Originally posted by spikey
reply to post by Hemisphere
Are there any non-paedophile priests in the RC church?
Yes, of course there are.
Thing is though, the 'lumping together' is so, because apart from there being a significantly higher proportion of these slime paedophiles posing as
good people within the RC church, the vast majority of the non-paedophile priests (and nuns for that matter) actively aids and abets the paedophiles
by covering the crimes up, and not speaking out against them.
So really, the child rapist and the conspirators who hide it are all as guilty as each other.
That's why there's the 'lumping together'.
Spikey, I mostly agree with you. You know there are issues of conscience aplenty in this. I remember back in my (public) high school, the mid 70's,
and no not 1870's, it was well known by students and teachers that there were male teachers, some married, that were openly dating and bedding their
female students. A number of these "couples" were seen lunching openly on school days at a local restaurant owned by a former teacher of the school
district. We're talking men in their late 20's/early 30's with 16 year olds. We often saw these "couples" drive out of the school parking lot
together. I personally heard one of the girls involved bragging openly that she was served alcohol at these lunches without being proofed.
The number of teachers involved was small. The number of students was small. The issue was both hinted at and openly discussed within the school and
between students and teachers. The wife of one of the men taught in this very same school while this was happening. They later divorced. The wife was
my French teacher. (Don't go there!) Yet, with a large number of fellow teachers knowing first hand or having heard the rumors, no investigation or
stoppage of the behavior(s) were implemented. And as you might imagine, like something out of bad movie, one of the male teachers involved eventually
married one of those then minor girls. These were not people a couple years apart. This was a 30 something and a teenager. Married just months after
her graduation. I suppose that made it socially acceptable. Not to me mind you.
They still live in our town. The guy is still in the school system although must surely be approaching retirement. I've softened somewhat to their
cheesy deal. If she was an adult I would thought nothing of it. 15 or 20 years apart? Who cares as long as you're both adults when you hook up? One
might argue what does a year or two matter? When one person is in a position of power over the other it makes all the difference. My opinion, although
I think it's widely accepted.
Here's a little aside I think you'll enjoy. I had to coach their son in soccer about 12 years ago. The son was a good kid and the parents were from
my vantage point good parents and an apparently normal couple aside from the now clearly obvious age disparity. And no I never told the son "Hey,
your mom and I went to high school together and your dad taught us both!" But it does go through your mind. That would have been a rather cruel thing
for a practicing Catholic to say. But my wife and I had a couple good laughs over that.
Life goes on and you hope everyone's delivers a "and
they lived happily ever after" ending. Should this relationship have been nipped in the bud decades earlier? All I can say is I'm glad I was not
another teacher in the school with that knowledge.
There is no excuse for not speaking out when these instances occur. Why were the other teachers silent? Dozens of moral, good hearted, bright,
dedicated educators said nothing.
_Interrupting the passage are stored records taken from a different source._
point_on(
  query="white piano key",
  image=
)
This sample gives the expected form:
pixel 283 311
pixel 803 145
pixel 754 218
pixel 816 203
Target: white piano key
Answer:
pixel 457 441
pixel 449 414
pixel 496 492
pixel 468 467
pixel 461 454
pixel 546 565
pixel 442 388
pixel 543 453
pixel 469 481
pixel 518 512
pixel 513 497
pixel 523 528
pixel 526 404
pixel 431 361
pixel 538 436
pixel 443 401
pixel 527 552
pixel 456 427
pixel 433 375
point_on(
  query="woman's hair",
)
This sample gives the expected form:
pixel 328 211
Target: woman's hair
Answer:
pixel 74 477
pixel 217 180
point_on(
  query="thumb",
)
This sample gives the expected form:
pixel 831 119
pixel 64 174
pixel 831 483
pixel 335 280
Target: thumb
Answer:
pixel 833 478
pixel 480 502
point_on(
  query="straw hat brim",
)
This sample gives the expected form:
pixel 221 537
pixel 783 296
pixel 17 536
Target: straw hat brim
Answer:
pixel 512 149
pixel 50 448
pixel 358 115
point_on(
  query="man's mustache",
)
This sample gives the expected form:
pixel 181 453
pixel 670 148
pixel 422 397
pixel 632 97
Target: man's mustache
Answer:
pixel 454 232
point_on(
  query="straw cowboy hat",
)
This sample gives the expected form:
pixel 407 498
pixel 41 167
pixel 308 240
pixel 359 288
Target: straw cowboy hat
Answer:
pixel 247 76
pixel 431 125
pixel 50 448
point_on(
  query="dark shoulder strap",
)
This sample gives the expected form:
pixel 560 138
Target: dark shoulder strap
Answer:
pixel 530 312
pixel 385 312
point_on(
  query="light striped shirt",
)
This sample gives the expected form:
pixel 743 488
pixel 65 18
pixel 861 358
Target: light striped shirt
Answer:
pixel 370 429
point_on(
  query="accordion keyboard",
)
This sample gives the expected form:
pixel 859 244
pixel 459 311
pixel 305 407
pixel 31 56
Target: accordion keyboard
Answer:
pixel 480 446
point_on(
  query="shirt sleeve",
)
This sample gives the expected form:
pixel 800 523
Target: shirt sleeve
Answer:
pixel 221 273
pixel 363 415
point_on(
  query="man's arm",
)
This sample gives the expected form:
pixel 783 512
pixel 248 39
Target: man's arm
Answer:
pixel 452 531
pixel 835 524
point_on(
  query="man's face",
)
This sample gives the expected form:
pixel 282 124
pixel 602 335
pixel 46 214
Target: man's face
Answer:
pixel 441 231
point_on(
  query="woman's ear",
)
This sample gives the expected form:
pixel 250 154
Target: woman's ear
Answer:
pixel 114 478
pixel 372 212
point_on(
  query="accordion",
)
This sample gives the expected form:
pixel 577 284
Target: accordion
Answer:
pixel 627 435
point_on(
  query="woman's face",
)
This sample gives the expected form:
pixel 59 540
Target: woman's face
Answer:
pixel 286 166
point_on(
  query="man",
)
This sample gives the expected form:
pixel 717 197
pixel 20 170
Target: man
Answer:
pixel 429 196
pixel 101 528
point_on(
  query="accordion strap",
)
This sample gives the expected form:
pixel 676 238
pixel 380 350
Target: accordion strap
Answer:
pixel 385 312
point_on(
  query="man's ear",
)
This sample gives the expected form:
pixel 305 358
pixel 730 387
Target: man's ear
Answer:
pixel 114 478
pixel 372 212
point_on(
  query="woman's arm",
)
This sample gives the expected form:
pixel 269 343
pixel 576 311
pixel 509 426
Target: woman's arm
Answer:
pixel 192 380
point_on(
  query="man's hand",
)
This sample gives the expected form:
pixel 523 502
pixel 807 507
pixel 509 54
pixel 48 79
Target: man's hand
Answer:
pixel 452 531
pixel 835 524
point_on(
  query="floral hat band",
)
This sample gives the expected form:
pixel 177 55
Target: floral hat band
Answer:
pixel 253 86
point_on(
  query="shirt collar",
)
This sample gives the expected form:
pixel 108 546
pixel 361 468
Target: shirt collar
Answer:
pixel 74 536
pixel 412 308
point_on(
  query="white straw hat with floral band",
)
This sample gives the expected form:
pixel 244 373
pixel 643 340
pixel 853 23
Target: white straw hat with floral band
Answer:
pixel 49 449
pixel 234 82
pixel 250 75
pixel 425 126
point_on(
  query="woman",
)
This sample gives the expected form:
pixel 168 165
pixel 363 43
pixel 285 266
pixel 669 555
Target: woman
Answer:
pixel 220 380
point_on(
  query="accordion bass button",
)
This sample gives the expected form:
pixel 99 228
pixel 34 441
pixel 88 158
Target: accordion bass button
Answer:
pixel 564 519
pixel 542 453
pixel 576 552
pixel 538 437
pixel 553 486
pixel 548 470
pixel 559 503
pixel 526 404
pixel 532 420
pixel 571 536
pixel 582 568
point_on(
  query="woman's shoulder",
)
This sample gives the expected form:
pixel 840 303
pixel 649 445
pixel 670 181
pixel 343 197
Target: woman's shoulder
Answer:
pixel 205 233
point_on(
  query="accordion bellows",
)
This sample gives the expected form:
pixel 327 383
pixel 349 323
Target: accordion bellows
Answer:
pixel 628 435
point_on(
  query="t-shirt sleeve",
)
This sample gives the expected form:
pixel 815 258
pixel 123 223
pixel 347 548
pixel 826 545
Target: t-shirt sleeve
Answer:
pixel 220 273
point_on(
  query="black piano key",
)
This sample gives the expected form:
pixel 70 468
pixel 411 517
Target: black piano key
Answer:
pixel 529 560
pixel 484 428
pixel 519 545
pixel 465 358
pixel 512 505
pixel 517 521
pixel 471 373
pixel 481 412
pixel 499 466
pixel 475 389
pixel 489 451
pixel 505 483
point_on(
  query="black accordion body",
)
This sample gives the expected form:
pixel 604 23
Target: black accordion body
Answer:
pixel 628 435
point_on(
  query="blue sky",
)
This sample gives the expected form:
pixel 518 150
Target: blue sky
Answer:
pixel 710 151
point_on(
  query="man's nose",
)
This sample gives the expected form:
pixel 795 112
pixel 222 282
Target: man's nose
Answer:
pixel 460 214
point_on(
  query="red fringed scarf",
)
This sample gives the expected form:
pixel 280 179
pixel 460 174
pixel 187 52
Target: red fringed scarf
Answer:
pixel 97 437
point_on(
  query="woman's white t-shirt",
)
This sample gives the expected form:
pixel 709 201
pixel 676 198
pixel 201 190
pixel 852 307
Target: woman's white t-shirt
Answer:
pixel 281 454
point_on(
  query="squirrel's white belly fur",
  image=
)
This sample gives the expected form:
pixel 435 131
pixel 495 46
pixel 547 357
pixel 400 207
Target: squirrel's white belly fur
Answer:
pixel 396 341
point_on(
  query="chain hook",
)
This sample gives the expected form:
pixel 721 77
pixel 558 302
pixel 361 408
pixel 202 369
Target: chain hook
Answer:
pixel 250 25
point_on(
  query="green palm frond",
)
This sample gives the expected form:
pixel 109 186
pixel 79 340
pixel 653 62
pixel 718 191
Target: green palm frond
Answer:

One can imagine the reasoning but as I said no reasons were valid excuses. My point is people are constantly
bombarded with issues of conscience that challenge and threaten the good they do in their lives. I can imagine it's just that way for good people
within the Church too. We all would like to imagine that we would risk our career, family, friendships, reputation and even our lives at just the hint
of impropriety. Yet we see over and over that this is extremely difficult for many. I can only imagine the difficulty that a priest or nun has in
bucking the system that they believe in. They have been indoctrinated to believe that the Church is always under attack from evil. If they've never
encountered the wrongful acts first hand, what more would they think?
I think in most life issues there are shades and levels of involvement. I think a lot of the clergy have only rumor and innuendo to go on. We never
saw any of this at our former parish although it was in our diocese. The former bishop was involved in covering up. I took my family out of the Church
a couple years ago. These pedophile scandals were among my reasons. It was not easy mind you. We had to choose between all the good things that we
were able to do and experience within the parish. Parishes and individual Catholics do much good in their communities. We found other outlets once we
left but again it's not a pleasant experience leaving. It's hard to change course half way through your life. But you live through it and you move
on. I have no regrets with what I did before or what I'm doing now. I feel fortunate to be very much the same person I was before leaving Church. We
feel rather fortunate to see things from the outside now.